Валя встала и, не глядя на Улю, утерла лицо платком.
— Валя, я говорю тебе в последний раз, — тихо и холодно сказала Уля. — Или ты послушаешь меня, тогда мы сейчас же разбудим Анатолия и он проводит тебя к Виктору на Погорелый, или… не терзай мне сердца.
— Прощай, Улечка!.. Прощай навсегда… — Валя, сдерживая слезы, выбежала из кухонки на двор, залитый светом месяца.
Уля едва сдержалась, чтобы не догнать ее и не покрыть поцелуями все ее несчастное, мокрое лицо.
Она потушила ночник, отворила оконце и, не раздеваясь, легла на постель. Сон бежал от нее. Она прислушивалась к неясным ночным звукам, доносившимся из степи и из поселка. Ей все казалось, что пока она лежит здесь, к Вале уже пришли немцы и забирают ее, и нет никого, кто мог бы сказать бедной Вале доброе и мужественное слово на прощание.
Вдруг ей почудились шаги по мягкой земле и шорох листьев где-то на огороде. Шаги приближались, шел не один человек. Надо было бы закрыть дверь на крючок и захлопнуть окно, но шаги зашуршали уже под самым окном, и в окне возникла белая голова в узбекской шапочке.
— Уля, ты спишь? — шопотом спрашивал Анатолий. Уля уже была у окна.
— Ужасное несчастье, — сказал Анатолий:-у Виктора отца взяли.

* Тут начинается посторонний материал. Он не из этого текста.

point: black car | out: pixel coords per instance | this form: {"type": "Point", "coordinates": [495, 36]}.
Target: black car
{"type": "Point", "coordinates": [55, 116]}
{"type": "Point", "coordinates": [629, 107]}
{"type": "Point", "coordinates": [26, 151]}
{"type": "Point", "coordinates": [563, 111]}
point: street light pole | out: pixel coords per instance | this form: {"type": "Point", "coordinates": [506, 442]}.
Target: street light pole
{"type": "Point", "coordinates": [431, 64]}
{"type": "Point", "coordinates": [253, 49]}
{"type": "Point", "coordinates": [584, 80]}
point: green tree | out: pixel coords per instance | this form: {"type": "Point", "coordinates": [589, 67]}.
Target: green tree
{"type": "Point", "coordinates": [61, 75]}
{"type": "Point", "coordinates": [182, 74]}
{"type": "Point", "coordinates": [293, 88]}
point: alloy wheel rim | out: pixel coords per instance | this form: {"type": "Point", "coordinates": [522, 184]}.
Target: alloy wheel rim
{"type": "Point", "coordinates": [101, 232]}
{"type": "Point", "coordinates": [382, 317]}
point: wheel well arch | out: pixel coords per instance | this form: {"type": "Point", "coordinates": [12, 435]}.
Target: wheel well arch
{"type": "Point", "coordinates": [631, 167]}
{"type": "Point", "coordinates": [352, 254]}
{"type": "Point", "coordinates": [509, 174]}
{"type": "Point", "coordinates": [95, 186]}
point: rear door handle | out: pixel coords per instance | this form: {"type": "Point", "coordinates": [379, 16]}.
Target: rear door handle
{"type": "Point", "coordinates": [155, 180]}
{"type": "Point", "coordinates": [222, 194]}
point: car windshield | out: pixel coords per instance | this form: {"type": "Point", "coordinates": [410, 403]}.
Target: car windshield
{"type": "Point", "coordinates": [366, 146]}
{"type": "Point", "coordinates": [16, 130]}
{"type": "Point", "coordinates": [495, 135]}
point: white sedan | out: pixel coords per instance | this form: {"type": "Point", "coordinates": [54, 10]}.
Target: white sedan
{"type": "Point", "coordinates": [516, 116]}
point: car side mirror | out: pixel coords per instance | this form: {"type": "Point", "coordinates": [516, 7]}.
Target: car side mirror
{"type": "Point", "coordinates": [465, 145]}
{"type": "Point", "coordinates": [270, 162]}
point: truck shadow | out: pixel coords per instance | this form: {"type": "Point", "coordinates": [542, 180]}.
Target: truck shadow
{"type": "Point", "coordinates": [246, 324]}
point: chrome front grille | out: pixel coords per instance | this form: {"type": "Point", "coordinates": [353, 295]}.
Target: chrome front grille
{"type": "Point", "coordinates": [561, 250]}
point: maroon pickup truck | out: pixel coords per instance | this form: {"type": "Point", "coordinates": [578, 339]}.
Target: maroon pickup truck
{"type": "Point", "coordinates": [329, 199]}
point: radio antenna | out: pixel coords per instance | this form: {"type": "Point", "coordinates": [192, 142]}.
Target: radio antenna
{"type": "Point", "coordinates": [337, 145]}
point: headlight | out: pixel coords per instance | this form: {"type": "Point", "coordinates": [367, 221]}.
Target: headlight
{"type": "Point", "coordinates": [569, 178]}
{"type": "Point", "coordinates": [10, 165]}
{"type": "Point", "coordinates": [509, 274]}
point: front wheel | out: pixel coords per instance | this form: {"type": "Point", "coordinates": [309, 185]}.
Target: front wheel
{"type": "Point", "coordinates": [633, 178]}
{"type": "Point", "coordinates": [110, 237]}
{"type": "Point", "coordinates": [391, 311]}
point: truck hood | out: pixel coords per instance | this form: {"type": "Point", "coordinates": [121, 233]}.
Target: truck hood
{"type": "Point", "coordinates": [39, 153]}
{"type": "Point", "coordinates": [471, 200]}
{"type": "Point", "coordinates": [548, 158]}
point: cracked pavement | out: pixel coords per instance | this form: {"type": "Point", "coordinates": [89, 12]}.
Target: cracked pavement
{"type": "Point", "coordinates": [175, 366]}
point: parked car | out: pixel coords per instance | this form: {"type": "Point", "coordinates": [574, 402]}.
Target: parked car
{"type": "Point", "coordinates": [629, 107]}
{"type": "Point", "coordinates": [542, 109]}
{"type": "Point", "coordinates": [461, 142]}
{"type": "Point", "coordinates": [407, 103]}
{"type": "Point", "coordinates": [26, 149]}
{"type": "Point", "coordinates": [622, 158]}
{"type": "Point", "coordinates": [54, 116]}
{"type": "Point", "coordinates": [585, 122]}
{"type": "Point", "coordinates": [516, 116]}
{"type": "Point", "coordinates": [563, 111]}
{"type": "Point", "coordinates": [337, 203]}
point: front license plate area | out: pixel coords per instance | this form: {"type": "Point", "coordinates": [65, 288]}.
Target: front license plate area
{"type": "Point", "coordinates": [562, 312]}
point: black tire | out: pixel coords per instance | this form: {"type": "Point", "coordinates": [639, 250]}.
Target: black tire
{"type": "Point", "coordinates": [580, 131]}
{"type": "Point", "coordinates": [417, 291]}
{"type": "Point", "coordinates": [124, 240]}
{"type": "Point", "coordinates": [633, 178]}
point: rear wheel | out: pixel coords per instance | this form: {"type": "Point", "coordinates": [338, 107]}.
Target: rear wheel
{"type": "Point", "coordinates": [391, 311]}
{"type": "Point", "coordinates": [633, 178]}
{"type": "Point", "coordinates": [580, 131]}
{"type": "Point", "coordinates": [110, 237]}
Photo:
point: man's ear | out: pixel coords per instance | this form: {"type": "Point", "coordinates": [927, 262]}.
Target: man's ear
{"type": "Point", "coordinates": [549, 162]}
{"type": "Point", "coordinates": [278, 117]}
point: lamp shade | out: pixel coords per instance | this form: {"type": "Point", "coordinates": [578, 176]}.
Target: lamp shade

Уля увидела приблизившееся к окну освещенное месяцем бледное мужественное лицо Виктора с затененными глазами.
— Когда взяли?
— Сегодня вечером. Пришли немцы, эсэсовец, в черном, толстый такой, с золотыми зубами, вонючий, — с ненавистью сказал Виктор, — с ним еще солдат и русский, полицай… Били его. Потом отвели к конторе лесхоза, там стоял грузовик, полный арестованных, всех повезли сюда… Я бежал за ними все двадцать километров… Если бы ты не ушел позавчера, они б и тебя взяли, — сказал Виктор Анатолию.